No lugar de paredes que isolariam completamente a sala de jantar do corredor ou mesmo da sala de estar, no último piso, as vigas de concreto liso aparente terminam num entremeio, permitindo a presença de iluminação natural e a integração nada óbvia entre os espaços. Os móveis são todos originais dos anos 1970, inclusive a cozinha caramelo da Kitchens permanece intacta – tirando o fogão que precisou ser trocado por questões de segurança. No espaço de jantar, as cadeiras Thonet, da Gerdau, chamam a atenção pela palhinha em rosa no assento, escolha de Artigas. Passando para o andar de cima, o espaço de estar, mantido até hoje na disposição pensada pelo arquiteto, tem piano de cauda, lareira de concreto, uma mesa de centro desenhada por ele e poltronas Le Corbusier também originais da Forma, de 1970. Os quartos, separados por uma porta da área íntima, se revelam a partir de um longo corredor. Por trás de cada porta, um cômodo ainda decorado com o mobiliário da época em que a casa ficou pronta, sobre um carpete bege. “A cama dos meus pais é a mesma, desde o casamento deles, na década de 1950”, diz Gisela, enfatizando o respeito que a família sempre teve com a preservação da casa, dos móveis e objetos, até mesmo dos brinquedos. “Estão todos guardados.” Crescer em meio a tudo isso, segundo ela, foi um convite à arte. Seus pais incentivaram encontros e atividades criativas, tanto que todas as quatro filhas, há de se imaginar, têm alguma veia artística pulsando até hoje. “Fomos criadas com muita liberdade, pudemos aproveitar bastante a casa, e os nossos filhos também”, diz. “A minha irmã Vera faz aniversário no dia primeiro de janeiro, então a festa da virada de Ano Novo era sempre aqui. Víamos o sol nascer da laje e fazíamos da sala de jantar a pista de dança”, relembra.

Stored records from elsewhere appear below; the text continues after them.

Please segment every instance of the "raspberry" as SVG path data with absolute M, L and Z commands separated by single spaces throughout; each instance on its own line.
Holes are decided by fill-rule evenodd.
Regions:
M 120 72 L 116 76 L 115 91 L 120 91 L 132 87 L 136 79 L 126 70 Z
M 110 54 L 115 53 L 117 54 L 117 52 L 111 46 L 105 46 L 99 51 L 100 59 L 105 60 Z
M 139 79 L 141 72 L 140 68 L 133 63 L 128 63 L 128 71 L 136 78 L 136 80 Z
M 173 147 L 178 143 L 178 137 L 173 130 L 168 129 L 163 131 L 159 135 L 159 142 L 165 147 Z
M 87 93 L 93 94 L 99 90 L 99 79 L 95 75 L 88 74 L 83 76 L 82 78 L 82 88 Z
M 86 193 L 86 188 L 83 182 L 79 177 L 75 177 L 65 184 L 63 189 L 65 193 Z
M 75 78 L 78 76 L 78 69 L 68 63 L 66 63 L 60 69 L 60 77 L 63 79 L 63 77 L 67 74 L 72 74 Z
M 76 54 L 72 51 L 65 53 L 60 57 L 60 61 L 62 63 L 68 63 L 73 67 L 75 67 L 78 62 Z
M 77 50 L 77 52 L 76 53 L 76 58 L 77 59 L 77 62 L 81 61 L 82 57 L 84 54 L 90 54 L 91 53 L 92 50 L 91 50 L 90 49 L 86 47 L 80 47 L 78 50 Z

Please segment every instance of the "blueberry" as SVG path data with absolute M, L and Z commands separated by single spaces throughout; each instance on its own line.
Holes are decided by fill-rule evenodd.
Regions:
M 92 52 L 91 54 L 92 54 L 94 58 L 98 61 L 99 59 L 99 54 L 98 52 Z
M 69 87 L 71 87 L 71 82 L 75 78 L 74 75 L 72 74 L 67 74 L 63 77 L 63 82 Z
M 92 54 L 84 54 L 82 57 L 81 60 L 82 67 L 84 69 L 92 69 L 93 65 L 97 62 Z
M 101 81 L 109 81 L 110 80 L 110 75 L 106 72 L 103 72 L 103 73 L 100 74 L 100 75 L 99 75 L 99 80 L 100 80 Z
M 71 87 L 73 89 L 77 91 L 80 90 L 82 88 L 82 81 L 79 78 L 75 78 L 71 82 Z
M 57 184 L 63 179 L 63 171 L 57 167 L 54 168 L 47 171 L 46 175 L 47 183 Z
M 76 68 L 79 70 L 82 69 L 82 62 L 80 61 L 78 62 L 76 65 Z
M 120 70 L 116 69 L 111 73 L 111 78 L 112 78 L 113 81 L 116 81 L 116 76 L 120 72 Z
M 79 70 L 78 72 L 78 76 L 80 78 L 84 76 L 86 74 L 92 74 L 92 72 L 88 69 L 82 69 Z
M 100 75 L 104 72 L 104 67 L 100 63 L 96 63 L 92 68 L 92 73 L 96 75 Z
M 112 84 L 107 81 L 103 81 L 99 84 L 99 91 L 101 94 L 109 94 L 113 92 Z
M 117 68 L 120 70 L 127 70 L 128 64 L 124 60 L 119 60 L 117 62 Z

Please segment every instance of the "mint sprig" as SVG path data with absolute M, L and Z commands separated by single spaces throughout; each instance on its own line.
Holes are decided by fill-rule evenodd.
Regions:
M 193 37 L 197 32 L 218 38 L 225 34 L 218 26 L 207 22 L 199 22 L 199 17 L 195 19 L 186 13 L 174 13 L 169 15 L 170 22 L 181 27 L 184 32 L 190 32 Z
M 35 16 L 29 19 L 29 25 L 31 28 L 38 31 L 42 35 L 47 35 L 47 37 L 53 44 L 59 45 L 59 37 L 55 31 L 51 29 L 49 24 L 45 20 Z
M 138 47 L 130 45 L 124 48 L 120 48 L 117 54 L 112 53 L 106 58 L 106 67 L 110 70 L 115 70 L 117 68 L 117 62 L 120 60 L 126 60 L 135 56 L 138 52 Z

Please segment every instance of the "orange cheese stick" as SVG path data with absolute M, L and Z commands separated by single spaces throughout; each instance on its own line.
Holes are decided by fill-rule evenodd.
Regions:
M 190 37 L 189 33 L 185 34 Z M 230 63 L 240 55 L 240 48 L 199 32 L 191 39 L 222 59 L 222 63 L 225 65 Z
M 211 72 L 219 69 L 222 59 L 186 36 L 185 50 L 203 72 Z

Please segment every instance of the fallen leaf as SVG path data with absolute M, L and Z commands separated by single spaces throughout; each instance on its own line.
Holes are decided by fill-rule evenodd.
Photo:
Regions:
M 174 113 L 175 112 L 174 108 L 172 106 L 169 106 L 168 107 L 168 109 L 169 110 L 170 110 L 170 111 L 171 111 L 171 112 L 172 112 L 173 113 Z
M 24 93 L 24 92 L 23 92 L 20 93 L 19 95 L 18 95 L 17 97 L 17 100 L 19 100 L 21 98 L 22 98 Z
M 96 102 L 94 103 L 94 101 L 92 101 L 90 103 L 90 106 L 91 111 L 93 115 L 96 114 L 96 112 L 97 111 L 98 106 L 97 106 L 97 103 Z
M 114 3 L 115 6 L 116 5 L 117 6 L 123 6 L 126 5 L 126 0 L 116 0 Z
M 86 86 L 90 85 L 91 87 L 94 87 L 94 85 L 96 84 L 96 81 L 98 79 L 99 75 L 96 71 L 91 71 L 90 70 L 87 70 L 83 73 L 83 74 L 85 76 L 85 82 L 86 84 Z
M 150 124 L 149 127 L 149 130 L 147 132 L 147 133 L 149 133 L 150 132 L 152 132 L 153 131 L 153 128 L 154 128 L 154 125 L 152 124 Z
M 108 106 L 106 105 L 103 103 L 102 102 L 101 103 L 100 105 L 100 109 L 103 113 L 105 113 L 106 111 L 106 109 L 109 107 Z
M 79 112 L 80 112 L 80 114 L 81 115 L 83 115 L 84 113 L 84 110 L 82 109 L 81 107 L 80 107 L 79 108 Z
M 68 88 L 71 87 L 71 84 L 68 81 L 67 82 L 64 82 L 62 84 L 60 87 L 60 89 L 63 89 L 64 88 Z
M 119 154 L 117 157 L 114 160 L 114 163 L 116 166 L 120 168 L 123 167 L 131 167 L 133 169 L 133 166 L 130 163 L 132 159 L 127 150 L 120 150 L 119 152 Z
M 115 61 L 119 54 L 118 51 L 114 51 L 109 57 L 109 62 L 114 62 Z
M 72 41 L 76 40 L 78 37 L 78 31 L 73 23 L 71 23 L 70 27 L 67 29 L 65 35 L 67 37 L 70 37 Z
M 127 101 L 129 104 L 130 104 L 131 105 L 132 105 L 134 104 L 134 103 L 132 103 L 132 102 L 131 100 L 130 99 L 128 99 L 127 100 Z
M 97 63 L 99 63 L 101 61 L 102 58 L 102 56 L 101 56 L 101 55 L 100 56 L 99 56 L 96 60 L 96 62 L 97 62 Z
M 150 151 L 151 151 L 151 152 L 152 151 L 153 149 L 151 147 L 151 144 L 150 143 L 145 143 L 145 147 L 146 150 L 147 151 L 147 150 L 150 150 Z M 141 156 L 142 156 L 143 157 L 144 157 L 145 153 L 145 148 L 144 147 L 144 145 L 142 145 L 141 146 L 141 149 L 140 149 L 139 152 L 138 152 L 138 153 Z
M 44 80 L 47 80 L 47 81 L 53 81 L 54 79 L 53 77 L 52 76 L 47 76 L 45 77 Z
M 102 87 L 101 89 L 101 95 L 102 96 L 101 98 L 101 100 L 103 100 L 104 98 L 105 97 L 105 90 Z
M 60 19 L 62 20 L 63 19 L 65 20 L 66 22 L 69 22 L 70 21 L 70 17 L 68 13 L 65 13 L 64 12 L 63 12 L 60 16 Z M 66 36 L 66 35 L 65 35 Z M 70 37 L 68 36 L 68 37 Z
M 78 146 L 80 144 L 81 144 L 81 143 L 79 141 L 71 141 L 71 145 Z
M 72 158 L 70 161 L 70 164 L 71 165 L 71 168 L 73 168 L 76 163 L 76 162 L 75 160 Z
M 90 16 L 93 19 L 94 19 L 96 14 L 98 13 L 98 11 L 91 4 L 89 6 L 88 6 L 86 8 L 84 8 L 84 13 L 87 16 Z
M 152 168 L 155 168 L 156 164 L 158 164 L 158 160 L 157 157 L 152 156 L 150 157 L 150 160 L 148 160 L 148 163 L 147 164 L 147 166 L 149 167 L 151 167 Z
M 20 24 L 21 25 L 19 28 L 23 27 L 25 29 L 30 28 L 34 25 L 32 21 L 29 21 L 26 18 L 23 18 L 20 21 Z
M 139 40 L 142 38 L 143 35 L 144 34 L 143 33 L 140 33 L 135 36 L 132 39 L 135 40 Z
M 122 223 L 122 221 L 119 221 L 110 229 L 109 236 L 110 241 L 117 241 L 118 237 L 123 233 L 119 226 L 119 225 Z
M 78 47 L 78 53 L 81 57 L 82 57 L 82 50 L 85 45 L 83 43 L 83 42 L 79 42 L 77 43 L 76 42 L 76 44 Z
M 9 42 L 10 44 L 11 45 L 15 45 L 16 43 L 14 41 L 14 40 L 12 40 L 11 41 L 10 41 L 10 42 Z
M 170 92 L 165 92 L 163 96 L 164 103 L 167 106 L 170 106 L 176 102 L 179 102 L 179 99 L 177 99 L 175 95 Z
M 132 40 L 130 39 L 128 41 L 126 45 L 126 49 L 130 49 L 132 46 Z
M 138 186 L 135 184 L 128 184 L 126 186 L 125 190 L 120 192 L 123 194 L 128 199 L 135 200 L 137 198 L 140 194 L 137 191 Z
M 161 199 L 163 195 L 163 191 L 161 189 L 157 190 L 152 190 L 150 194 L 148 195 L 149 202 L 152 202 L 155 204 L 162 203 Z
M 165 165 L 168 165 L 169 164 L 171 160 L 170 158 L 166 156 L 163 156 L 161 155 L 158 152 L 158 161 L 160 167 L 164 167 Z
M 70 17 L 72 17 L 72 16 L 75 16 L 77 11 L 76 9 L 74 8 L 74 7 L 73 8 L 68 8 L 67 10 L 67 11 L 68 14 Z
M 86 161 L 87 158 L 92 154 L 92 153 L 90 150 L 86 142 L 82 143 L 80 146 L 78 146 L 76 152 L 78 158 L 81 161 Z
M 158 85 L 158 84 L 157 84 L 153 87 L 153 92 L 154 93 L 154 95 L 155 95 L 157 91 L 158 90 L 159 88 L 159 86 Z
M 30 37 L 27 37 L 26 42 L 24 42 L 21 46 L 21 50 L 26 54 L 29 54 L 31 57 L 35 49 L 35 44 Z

Após o falecimento dos pais (a mãe morreu em 2022), as quatro filhas se viram diante da decisão difícil do que fazer com o ícone arquitetônico. De uma visita ao Aberto 01, exposição pensada dentro de uma casa de Oscar Niemeyer, Gisela conheceu o idealizador, Filipe de Assis, e sugeriu que a segunda edição fosse feita na Casa Domschke. Assim, a Aberto 02, evento curado por ele ao lado de Claudia Moreira Salles e Kiki Mazzucchelli, que durou entre agosto e setembro de 2023, preencheu todos os ambientes da residência com mais de 70 obras de artistas como Tarsila do Amaral, Anna Maria Maiolino, Tunga, Lygia Clark e mais. “Ocupar a casa com cultura: não teria coisa melhor. Essa casa era o projeto de vida dos meus pais, penso que eles iriam gostar disso. É também uma forma de abri-la para visitação com um propósito”, comenta Gisela. A ideia da família, agora, é encontrar outras iniciativas dispostas a dar novo significado para essa história. “A Aberto 02 foi uma forma feliz de mudarmos o uso da residência. Era um passo que tínhamos de dar. Por isso, estamos também dispostas a novas propostas, desde que mantenha o projeto original, claro.” Um novo capítulo há de surgir.